Heute: Serviceblog!
Ich habe für Sie die Mobilitätsgarantie von Skoda getestet, über die Imbissqualität in italienischen Industriegebieten recherchiert und mein Italienischvokabular im Kfz-Wesen erweitert.
Wie gestern bereits befürchtet: La gomma è rotta! Der Reifen ist im Eimer. Oder genauer gesagt: die Felge. Ich kramte also die Nummer vom Skoda-Mobilitätsservice raus und rief in Hessen an.
„Was ist denn passiert? … Ah, und wo sind Sie? … Oh! Nördlich von Rom! … Haben Sie Begleitung? … Allein! Oh … Wir kümmern uns.“
Taten sie auch. Eine halbe Stunde später rief eine italienische Dame an, sagte, sie mache jetzt eine Vertragswerkstatt ausfindig, die abschleppen könne, und nahm nochmal die Adresse auf. Eine weitere halbe Stunde später rief der Abschlepper an und entschuldige sich dreimal, dass er erst um 12.30 Uhr kommen könne. Nochmal eine Dreiviertelstunde später rief wieder der Mobilitätsservice an und fragte, ob die Italiener sich gemeldet hätten. Ich bejahte und sagte ihm, alles sei gut. Er meinte, ich sei ja wirklich sehr entspannt, dafür dass ich alleine und als Frau nördlich von Rom gerade eine Autopanne hätte. Wir scherzten etwas. Der Mann war kurz davor, mich zu heiraten.
Während ich auf den Abschleppwagen wartete, eignete ich mir relevantes Vokabular an: Reifen, Felge, Achse, Lenkung, Querlenker, Stoßdämpfer. Denn eins war klar: Die Dame vom italienischen Skoda-Service sprach zwar Englisch mit mir, aber spätestens beim Mechaniker würde es vorbei sein. Ich bin in Montefiascone und Umgebung noch auf niemanden gestoßen, der eine andere Sprache als Italienisch spricht.
Um viertel vor Eins kam tatsächlich der Pannendienst, ein patenter junger Mann, der mein Auto auflud und uns beide nach Viterbo fuhr.

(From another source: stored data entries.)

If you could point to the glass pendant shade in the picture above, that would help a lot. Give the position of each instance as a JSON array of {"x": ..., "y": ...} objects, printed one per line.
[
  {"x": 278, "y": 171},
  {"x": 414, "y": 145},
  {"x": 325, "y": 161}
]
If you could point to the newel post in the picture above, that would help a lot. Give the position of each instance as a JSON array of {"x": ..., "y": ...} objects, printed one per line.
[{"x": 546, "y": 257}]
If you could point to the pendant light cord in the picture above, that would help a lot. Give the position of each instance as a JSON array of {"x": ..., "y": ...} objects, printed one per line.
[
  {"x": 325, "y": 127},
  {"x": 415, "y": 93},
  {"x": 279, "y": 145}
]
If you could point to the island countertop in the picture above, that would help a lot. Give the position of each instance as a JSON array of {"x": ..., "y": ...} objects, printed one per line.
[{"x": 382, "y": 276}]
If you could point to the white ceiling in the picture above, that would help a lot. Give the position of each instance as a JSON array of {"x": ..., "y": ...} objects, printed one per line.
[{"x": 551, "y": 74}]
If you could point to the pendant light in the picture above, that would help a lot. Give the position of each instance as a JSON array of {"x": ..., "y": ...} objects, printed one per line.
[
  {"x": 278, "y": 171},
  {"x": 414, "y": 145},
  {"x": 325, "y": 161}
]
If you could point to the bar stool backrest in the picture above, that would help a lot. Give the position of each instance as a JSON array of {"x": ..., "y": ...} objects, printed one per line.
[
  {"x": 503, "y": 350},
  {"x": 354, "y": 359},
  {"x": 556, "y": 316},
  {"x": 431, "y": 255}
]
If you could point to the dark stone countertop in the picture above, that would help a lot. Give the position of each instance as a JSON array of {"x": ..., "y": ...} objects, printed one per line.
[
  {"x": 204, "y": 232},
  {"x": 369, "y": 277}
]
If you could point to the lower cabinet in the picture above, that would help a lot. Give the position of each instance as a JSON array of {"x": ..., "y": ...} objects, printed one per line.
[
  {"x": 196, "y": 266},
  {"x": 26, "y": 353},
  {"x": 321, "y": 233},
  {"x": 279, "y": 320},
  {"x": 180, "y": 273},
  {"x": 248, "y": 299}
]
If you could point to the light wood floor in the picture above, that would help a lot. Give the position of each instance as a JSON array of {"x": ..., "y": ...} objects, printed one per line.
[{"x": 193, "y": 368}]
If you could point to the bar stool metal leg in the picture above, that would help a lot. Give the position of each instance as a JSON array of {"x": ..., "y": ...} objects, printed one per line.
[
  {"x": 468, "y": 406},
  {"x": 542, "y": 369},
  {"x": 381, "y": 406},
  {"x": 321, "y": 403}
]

„War ein Schlagloch, ne?“, fragte er.
„Mmh-mmh, Schlagloch“, sagte ich.
„Hamwa öfters.“
„Überrascht mich jetzt nicht.“
„Die Werkstatt macht grad Mittag und erst um 15 Uhr wieder auf.“
„Mmh-mmh.“
„Ich kenne aber einen guten Imbiss. Da setze ich dich ab, von dort aus kannst du zur Werkstatt kommen. Gute Pasta und alles. Kann ich empfehlen.“
So kam ich zu einer Zucchini-Carbonara im Industriegebiet von Viterbo, und ich sag mal: Da können deutsche Kantinenköche mal ein Praktikum machen.
Zurzeit läuft noch der Test, wie lange so eine Carbonara satt macht. Wir sind bei sieben Stunden, und ich fühle mich immer noch wie frisch gestopft.

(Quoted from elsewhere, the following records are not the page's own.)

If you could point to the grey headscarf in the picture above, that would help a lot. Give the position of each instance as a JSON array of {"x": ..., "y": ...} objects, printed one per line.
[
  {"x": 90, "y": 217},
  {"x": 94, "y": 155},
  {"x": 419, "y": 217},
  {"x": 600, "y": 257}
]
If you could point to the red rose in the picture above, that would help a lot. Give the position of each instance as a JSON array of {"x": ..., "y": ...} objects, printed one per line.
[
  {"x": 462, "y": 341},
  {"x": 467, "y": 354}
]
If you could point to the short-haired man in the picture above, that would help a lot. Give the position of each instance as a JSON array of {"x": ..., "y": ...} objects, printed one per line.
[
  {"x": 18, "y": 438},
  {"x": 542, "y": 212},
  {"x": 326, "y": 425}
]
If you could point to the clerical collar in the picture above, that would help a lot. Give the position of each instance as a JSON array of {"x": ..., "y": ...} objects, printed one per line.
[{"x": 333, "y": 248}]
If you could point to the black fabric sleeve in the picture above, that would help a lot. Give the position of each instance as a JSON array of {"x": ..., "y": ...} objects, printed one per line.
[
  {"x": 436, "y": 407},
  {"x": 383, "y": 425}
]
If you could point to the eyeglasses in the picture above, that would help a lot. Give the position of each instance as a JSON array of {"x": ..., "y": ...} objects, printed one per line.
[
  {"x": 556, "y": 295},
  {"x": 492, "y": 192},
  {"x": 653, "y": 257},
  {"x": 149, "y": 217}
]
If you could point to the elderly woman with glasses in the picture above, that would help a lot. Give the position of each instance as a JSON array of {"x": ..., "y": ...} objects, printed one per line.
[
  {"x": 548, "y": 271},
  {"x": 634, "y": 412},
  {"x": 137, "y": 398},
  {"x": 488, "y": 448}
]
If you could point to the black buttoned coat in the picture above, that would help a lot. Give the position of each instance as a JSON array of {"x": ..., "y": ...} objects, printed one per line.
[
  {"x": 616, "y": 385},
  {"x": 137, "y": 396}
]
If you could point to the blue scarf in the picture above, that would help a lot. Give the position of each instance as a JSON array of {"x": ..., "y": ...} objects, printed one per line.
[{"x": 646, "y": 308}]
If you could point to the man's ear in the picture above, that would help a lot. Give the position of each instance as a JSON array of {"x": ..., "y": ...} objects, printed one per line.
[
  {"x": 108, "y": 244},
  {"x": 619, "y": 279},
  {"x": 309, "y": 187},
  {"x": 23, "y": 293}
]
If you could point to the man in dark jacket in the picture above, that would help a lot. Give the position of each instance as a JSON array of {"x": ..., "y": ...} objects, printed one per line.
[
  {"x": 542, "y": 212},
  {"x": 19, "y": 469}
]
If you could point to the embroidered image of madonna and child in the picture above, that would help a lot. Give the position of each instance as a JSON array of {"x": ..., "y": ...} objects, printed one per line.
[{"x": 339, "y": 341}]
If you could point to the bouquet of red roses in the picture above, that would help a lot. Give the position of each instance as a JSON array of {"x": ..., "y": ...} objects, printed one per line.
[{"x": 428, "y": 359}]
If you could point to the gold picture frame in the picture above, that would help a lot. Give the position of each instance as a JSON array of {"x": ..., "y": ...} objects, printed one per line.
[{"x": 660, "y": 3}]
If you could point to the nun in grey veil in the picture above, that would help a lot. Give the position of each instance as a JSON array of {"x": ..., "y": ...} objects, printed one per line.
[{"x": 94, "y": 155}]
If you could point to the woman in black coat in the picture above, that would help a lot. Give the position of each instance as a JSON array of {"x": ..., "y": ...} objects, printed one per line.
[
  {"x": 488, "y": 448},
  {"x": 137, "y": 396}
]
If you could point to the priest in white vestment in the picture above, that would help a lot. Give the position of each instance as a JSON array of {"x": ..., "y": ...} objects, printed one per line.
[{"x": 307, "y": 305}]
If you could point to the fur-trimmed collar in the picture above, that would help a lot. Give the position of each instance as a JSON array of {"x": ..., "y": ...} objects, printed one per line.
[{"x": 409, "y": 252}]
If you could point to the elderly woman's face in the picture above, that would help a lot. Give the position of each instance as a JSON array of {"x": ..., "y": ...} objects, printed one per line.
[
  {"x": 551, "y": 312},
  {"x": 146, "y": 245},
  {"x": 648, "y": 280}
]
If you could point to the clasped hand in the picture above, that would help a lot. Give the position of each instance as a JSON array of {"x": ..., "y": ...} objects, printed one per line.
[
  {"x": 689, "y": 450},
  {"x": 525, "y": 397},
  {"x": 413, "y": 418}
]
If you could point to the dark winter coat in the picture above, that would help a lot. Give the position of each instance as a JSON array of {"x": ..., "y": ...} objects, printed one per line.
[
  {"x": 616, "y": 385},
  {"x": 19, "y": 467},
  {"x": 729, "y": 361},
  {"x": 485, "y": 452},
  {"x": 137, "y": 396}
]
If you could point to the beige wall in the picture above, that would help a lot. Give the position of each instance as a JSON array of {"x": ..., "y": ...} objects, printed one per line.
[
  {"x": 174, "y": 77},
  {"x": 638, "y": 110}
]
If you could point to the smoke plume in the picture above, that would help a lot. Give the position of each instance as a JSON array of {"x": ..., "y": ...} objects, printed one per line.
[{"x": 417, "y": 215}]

Mit dem Pannendienstfahrzeug wichen wir übrigens sicher zehn, fast knöcheltiefen Schlaglöchern aus. Ich habe den Verdacht, dass die Straßenverhältnisse hier eine Arbeitsbeschaffungsmaßnahme für die Mechanikerzunft sind. Bandscheibenpatienten sollten lieber den Zug nehmen.

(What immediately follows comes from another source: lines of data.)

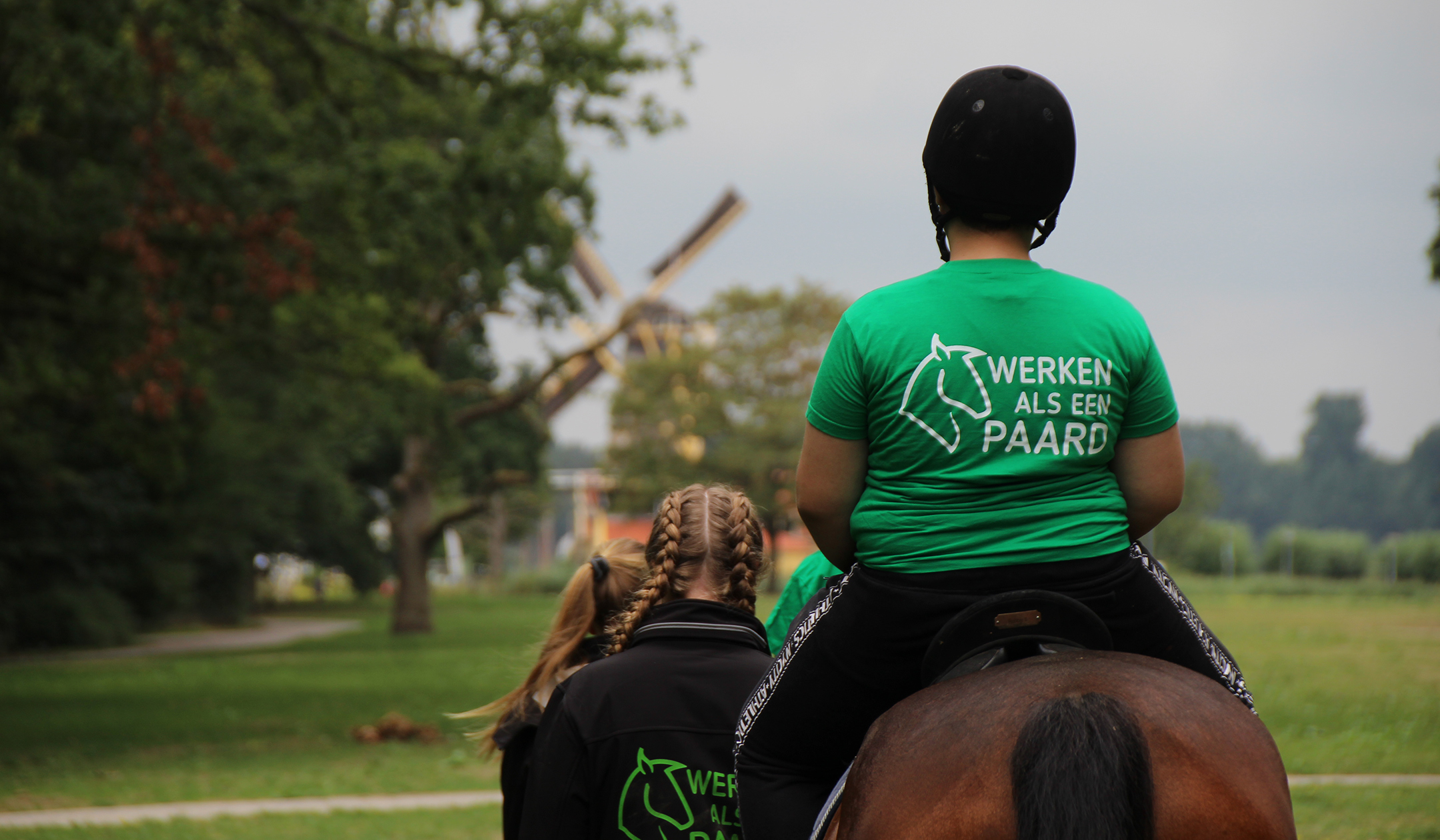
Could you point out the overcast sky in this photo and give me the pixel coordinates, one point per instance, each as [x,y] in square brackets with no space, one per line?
[1252,175]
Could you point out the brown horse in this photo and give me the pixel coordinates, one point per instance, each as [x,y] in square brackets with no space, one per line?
[1082,745]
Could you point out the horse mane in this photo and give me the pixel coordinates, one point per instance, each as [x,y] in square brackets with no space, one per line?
[1082,771]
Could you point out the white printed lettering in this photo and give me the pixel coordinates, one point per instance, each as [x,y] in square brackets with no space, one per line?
[1047,439]
[1105,435]
[993,439]
[1047,369]
[1019,439]
[1000,369]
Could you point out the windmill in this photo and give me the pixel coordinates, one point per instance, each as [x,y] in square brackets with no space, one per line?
[657,327]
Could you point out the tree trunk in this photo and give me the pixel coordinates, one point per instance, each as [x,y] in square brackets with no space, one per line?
[496,548]
[409,526]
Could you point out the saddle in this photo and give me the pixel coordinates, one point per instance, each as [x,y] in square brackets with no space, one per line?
[1010,627]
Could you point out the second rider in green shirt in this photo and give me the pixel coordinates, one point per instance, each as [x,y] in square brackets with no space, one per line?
[987,427]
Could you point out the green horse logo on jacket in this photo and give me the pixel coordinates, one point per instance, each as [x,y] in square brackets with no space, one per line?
[654,807]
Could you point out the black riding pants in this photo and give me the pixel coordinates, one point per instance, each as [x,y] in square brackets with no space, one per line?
[857,651]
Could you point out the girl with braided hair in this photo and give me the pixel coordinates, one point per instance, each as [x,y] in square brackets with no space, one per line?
[598,591]
[638,745]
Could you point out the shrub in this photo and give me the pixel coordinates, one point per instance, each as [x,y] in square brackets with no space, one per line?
[1209,545]
[1416,555]
[1329,552]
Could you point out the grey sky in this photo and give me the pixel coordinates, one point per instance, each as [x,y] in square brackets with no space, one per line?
[1250,175]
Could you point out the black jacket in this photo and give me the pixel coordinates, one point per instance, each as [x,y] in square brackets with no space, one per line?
[516,735]
[637,747]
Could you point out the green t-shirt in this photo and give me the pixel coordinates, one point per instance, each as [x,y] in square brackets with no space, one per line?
[808,578]
[991,394]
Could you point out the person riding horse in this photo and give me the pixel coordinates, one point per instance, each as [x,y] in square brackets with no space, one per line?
[987,427]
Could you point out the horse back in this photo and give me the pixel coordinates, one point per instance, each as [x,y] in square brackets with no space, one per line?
[938,764]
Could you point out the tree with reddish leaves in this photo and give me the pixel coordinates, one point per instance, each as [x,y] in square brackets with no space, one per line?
[248,254]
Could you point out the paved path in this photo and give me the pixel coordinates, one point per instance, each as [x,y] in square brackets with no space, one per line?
[1423,780]
[120,815]
[270,633]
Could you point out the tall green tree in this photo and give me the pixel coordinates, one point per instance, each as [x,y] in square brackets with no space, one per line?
[1335,483]
[249,249]
[731,409]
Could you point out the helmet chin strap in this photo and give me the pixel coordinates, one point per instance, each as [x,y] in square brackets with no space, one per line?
[941,221]
[1046,229]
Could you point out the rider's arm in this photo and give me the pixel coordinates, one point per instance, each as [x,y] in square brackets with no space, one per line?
[829,485]
[1151,471]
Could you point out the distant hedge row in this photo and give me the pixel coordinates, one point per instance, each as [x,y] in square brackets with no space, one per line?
[1220,547]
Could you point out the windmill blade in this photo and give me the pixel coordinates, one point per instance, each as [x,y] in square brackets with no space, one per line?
[589,372]
[721,217]
[594,271]
[602,353]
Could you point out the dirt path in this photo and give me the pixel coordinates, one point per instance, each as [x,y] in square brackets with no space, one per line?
[270,633]
[121,815]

Nach dem Essen, einem Kaffee und ein bisschen Warten dackelte ich zur Werkstatt hinüber, vorbei an einem Luftwaffenstützpunkt der italienischen Armee, die sehr große Transporthubschrauber hat. Und: Sie fliegen! Wenn das die Bundeswehr wüsste.
In der Werkstatt wusste man erstmal nicht, dass es mich und mein Auto gibt, aber ich zeigte es ihnen auf dem Hof, erklärte nochmal, was los sei und wir tranken einen Kaffee.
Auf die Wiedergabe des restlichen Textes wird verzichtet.